Reinstating child pornography evidence against a passenger at Los Angeles International Airport, the Ninth U.S. Circuit Court of Appeals in San Francisco said a computer is no different from a suitcase, a car or any other piece of property subject to search at an international border.

Although police need probable cause - specific evidence of criminal activity - to search someone on the street, the U.S. Supreme Court has ruled that no such evidence is necessary for a border search. Courts have also ruled that an international airport is the equivalent of a border.

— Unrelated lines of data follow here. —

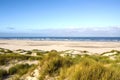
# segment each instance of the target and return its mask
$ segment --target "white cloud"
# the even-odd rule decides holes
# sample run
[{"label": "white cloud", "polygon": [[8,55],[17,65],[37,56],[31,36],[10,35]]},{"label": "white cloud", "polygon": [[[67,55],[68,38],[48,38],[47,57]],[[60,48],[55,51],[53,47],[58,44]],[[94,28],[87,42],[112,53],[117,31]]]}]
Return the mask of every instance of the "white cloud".
[{"label": "white cloud", "polygon": [[[82,28],[64,28],[64,29],[36,29],[36,30],[24,30],[25,32],[19,32],[19,34],[32,35],[32,36],[74,36],[74,37],[120,37],[120,27],[82,27]],[[11,33],[7,32],[7,35]],[[14,32],[16,33],[16,32]],[[2,33],[3,34],[3,33]],[[5,33],[4,33],[5,34]],[[12,33],[13,35],[13,33]],[[14,34],[16,35],[16,34]],[[0,35],[1,36],[1,35]]]}]

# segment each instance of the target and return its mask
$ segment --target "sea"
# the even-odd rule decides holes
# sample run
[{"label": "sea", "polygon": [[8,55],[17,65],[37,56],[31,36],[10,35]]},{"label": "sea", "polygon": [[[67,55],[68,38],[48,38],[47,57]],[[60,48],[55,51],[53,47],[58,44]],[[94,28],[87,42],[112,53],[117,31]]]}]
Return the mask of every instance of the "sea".
[{"label": "sea", "polygon": [[6,40],[40,40],[40,41],[113,41],[119,42],[120,37],[0,37]]}]

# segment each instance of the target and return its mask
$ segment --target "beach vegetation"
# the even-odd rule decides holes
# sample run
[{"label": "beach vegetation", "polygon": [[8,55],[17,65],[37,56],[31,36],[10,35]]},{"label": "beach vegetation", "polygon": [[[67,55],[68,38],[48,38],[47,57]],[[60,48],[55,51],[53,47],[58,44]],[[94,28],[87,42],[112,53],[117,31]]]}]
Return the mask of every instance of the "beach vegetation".
[{"label": "beach vegetation", "polygon": [[40,60],[41,56],[29,56],[18,53],[0,54],[0,65],[8,64],[11,60]]},{"label": "beach vegetation", "polygon": [[[39,71],[39,80],[120,80],[120,51],[118,50],[91,55],[87,54],[87,51],[83,51],[84,54],[72,54],[65,51],[38,49],[29,51],[20,49],[15,53],[0,48],[0,52],[2,53],[0,66],[15,63],[8,71],[0,69],[0,80],[11,75],[15,76],[13,80],[21,79],[24,74],[34,76],[34,70]],[[21,54],[21,52],[27,53]],[[33,53],[36,55],[34,56]],[[36,63],[16,64],[18,61],[32,60],[39,63],[37,65]]]},{"label": "beach vegetation", "polygon": [[2,53],[12,53],[13,51],[9,50],[9,49],[0,48],[0,52],[2,52]]},{"label": "beach vegetation", "polygon": [[79,64],[60,72],[59,80],[119,80],[120,72],[86,58]]},{"label": "beach vegetation", "polygon": [[61,57],[56,51],[51,51],[41,61],[42,72],[40,78],[45,77],[45,75],[59,75],[61,68],[70,67],[72,64],[70,59]]},{"label": "beach vegetation", "polygon": [[8,70],[8,73],[10,75],[13,75],[13,74],[19,74],[19,75],[23,75],[27,72],[27,70],[30,68],[31,66],[29,64],[17,64],[13,67],[11,67],[9,70]]},{"label": "beach vegetation", "polygon": [[3,80],[3,78],[8,75],[6,70],[0,69],[0,80]]},{"label": "beach vegetation", "polygon": [[31,51],[27,51],[27,52],[26,52],[26,54],[29,54],[29,55],[31,55],[31,54],[32,54],[32,52],[31,52]]}]

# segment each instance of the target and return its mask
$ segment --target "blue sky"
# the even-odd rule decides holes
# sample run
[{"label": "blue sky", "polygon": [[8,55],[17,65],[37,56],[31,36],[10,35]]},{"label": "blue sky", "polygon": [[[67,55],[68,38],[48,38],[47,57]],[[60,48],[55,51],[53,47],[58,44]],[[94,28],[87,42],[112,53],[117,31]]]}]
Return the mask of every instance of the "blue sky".
[{"label": "blue sky", "polygon": [[0,36],[120,37],[120,0],[0,0]]}]

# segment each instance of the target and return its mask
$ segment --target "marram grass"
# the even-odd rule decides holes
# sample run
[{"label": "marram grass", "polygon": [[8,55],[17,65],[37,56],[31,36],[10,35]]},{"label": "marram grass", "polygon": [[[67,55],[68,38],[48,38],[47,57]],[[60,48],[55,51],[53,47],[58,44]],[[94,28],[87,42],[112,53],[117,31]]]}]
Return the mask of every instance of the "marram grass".
[{"label": "marram grass", "polygon": [[120,80],[120,72],[87,59],[61,70],[59,80]]}]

Border agents would need grounds for suspicion before conducting a body search, but a “piece of property simply does not implicate the same dignity and privacy concerns as highly intrusive searches of the person,” the court said. Judge Diarmuid O’Scannlain wrote the 3-0 decision.

Hopefully, when this makes it to the Supreme Court (and I’m sure it ultimately will), they’ll make the right decisions with regards to privacy.

It’s reasonable to ask someone to turn on their laptop to ensure that it’s not a bomb, but what reason could someone possibly have for looking at files stored on the computer without some sort of probable cause?

To me, despite the Ninth Circuit’s decision (which is surprising, since the Ninth Circuit is usually one of the more “liberal” Courts of Appeal), this smacks of a direct violation of a person’s Fourth Amendment rights.

For those that aren’t familiar, the Fourth Amendment states:

“The right of the people to be secure in their persons, houses, papers, and effects, against unreasonable searches and seizures, shall not be violated, and no Warrants shall issue, but upon probable cause, supported by Oath or affirmation, and particularly describing the place to be searched, and the persons or things to be seized.”

In today’s age of electronics, I’d call a person’s laptop to effectively be “papers, and effects” … even if the defendant in this case is a pervert carrying child porn, the Customs officials should have never looked at the the files on the laptop without probable cause.

And nowhere, in any of the articles that I’ve found thus far, has there been any indication that this was the case. Instead, they’re claiming that “hey, we can open your luggage to make sure you’re not carrying drugs, so that means we can search all of your business and/or personal documents on your laptop at will as well.”

Talk about a slippery slope … once again I think that Blackstone’s Formulation should rule the day. As a reminder, Blackstone’s Formulation states, “it is better that ten guilty persons escape, than that one innocent suffer.”